Mantz set a course to the north. If he found the fiery mountain and came back with stunning pictures, he would add to his fame. If the mountain could not be found, he could still charge for five hours of flying (see “Hollywood’s Favorite Pilot,” Oct./Nov. 2007). I watched the bomber’s shadow ripple over clustered huts of African villages, over rivers and sandy waste.
“Rescher, you got that camera ready?” Mantz asked. “I don’t want to waste time up there.”
“You fly the goddamn plane, Paul, and I’ll shoot the pictures,” shouted Cinerama cameraman Gayne Rescher.
The droning engines set me to pondering the evolution of the stunt pilot and the airplane. They were both born in 1903, the airplane in Kitty Hawk, North Carolina, and Mantz in Redwood City, California. The airplane was designed to defy gravity; Mantz would flout the same law. I recalled an earlier time in Greece, Mantz up before dawn with Athens fast asleep, his bomber skimming just above rooftops to capture the golden glow of the Parthenon at sunrise. Or skirting New York’s East River, diving under four bridges before heading out to sea and out of sight of the New York City police.
And the other Mantz, the one that padded quietly into the screening room the first time I saw him? Watching his work on the giant screen, he purred with satisfaction. Or the dinner party on the night before we took off on an around-the-world jaunt to film Seven Wonders. Somehow the names “Amelia Earhart” and “Mantz” came up. “Did you know her?” I asked. “I did,” he said, somewhat condescendingly. “I’ll explain some other time.” As a waiter slipped a menu into his hands, Mantz reached into his breast pocket and brought forth pince-nez attached to a black silk ribbon around his neck. He pinched the tiny levers on the glasses and leaned into the pincers, then straightened his big, square head.
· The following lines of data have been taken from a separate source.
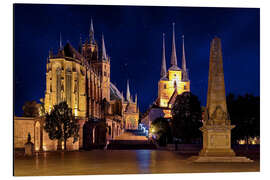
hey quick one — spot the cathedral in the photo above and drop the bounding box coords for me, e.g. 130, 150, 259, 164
14, 20, 139, 151
141, 23, 190, 129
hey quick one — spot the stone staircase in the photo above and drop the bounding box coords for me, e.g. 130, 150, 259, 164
107, 129, 156, 150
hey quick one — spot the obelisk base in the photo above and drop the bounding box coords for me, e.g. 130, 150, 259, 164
190, 156, 254, 163
190, 125, 253, 163
199, 147, 236, 157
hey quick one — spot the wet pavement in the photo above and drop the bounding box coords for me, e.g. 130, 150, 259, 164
14, 150, 259, 176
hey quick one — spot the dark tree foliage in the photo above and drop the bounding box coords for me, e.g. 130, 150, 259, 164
22, 100, 40, 117
226, 93, 260, 144
44, 101, 80, 150
171, 92, 202, 143
151, 117, 172, 146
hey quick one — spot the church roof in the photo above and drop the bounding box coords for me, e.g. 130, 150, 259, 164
168, 65, 181, 71
110, 83, 124, 100
63, 42, 84, 60
168, 88, 178, 105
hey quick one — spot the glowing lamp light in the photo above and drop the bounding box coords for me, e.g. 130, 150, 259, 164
75, 108, 78, 116
62, 141, 64, 150
239, 140, 245, 145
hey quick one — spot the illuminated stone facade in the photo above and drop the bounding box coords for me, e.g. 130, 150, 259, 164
14, 20, 139, 151
122, 80, 139, 130
142, 23, 190, 127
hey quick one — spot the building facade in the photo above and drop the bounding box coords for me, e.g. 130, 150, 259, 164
14, 20, 139, 151
122, 80, 139, 130
141, 23, 190, 128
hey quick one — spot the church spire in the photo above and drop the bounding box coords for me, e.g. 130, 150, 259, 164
101, 33, 107, 60
170, 22, 177, 67
89, 18, 95, 44
182, 35, 189, 81
126, 80, 130, 102
182, 35, 186, 71
160, 33, 167, 78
After scanning the menu, and without flourish, he removed the glasses and tucked them away. My father, born in the 19th century, had set aside his pince-nez when he saw Franklin Delano Roosevelt wearing same. And now the hotshot Hollywood stunt pilot was affecting the style of Woodrow Wilson at Versailles.
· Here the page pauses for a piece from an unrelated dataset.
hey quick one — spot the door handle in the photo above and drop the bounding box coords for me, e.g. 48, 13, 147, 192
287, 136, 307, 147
Years later, when I read his biography, I learned that Earhart and her husband, George Palmer Putnam, had spent a month as houseguests of Mantz and his first wife while Mantz served as technical advisor on Earhart’s upcoming around-the-world flight.
A bit later, Rescher cut in: “I think I see it.”
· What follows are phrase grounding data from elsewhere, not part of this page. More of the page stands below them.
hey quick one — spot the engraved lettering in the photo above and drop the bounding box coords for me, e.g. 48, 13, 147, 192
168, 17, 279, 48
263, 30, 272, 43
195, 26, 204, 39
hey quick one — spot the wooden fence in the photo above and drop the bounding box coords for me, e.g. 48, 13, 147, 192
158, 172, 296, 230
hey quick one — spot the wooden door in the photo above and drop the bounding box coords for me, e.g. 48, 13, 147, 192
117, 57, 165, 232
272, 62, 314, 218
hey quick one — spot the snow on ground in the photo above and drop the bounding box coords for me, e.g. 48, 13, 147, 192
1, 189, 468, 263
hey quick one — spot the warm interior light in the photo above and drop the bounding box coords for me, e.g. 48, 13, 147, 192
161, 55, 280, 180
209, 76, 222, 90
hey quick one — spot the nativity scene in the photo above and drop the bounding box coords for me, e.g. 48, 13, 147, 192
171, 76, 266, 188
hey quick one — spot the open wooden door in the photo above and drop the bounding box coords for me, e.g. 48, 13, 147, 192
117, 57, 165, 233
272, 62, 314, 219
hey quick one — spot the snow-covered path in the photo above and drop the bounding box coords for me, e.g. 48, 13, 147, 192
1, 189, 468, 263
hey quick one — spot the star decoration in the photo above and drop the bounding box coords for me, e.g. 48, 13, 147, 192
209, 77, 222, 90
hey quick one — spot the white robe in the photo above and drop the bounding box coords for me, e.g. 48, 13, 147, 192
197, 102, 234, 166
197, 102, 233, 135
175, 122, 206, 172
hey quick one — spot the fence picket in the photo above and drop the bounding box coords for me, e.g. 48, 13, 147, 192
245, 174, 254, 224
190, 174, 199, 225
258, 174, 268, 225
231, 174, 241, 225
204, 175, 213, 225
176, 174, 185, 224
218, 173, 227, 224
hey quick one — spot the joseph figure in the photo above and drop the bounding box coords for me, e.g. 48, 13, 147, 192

“Yeah, off to the right,” Mantz replied. “That might be it. Another five minutes. Get ready to roll.”
“I want cross light, Paul,” Rescher said. “Lit from the front, it doesn’t mean anything.” They were up front looking at a smoking volcano, and all I could see from my side window was grassland that looked like the Florida panhandle. I heard Mantz change propeller pitch and the engines revved, the bomber banking this way and that.
“I’m coming in from northeast,” Mantz said. “Good for you?”
From my perch, suddenly, over the edge of the left engine and through the spinning prop, I saw a crater yawn, spewing blue smoke; the airplane banked, plunging into the smoke. Roiling lava fire came ever closer and sulfur fumes filled the cabin. Mantz pulled the bomber into an aching turn. I could no longer force my head to look down. Against gravity’s pull I peered up and saw blue sky above the volcano’s rim. I coughed. An engine coughed in reply. I was comforted that although I had but one breathing system to sustain life, the airplane had two engines. The coughing engine and my choking lungs recovered. Up we went, just over the rim, into sunshine.
“I’d like a couple more takes, Paul, just to make sure,” Rescher said.
Which induced a river of salty language and laughter as the airplane leveled off and headed back.
Sometime later I ran into Mantz on the West Coast, and we talked about the smog in Burbank and the smell of the leather in his new Cadillac. No mention of that dawn flight into the African volcano. To him, it was just another day at the office.